If you have tested positive for COVID-19 or believe you’ve recently become exposed, Monoclonal Antibody IV Therapy may be right for you in preventing symptom severity and reducing the risk of hospitalization. For more information on Monoclonal Antibody IV Therapy for COVID-19 and our services or to schedule an appointment, contact our office today.
Who Should Get Tested?
Anyone with symptoms of COVID-19.
Close contacts of known positive cases, regardless of symptoms.
Get tested immediately if you are experiencing symptoms of COVID-19. If you do not have symptoms, you should wait at least six days after your last known exposure to COVID-19 before you get tested.
Groups of some of the populations with higher risk of exposure or a higher risk of severe disease if they become infected. People in these groups should get tested if they believe they may have been exposed to COVID-19, whether or not they have symptoms.
People who live in or have regular contact with high-risk settings (e.g., long-term care facility, homeless shelter, correctional facility, migrant farmworker camp).

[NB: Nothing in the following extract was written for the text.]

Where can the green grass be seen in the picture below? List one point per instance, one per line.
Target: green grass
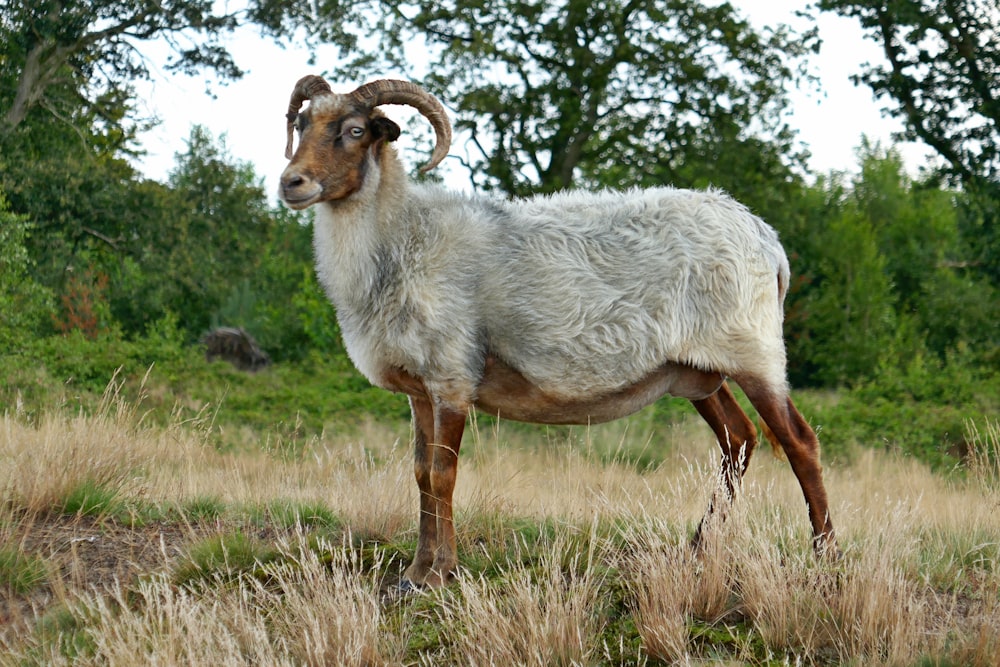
(21, 573)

People from historically marginalized populations who have been disproportionately impacted by COVID-19. This fact sheet provides best practices for community testing in historically marginalized populations.
Frontline and essential workers (grocery store clerks, gas station attendants, child care workers, construction sites, processing plants, etc.)
Health care workers or first responders.
People who are at higher risk of severe illness.
People who have attended protests, rallies, or other mass gatherings could have been exposed to someone with COVID-19 or could have exposed others.
Most people who get COVID-19 recover without needing medical care. If you are experiencing severe, life-threatening symptoms (for example, severe difficulty breathing, altered thinking, blue lips), seek immediate medical care or call 9-1-1.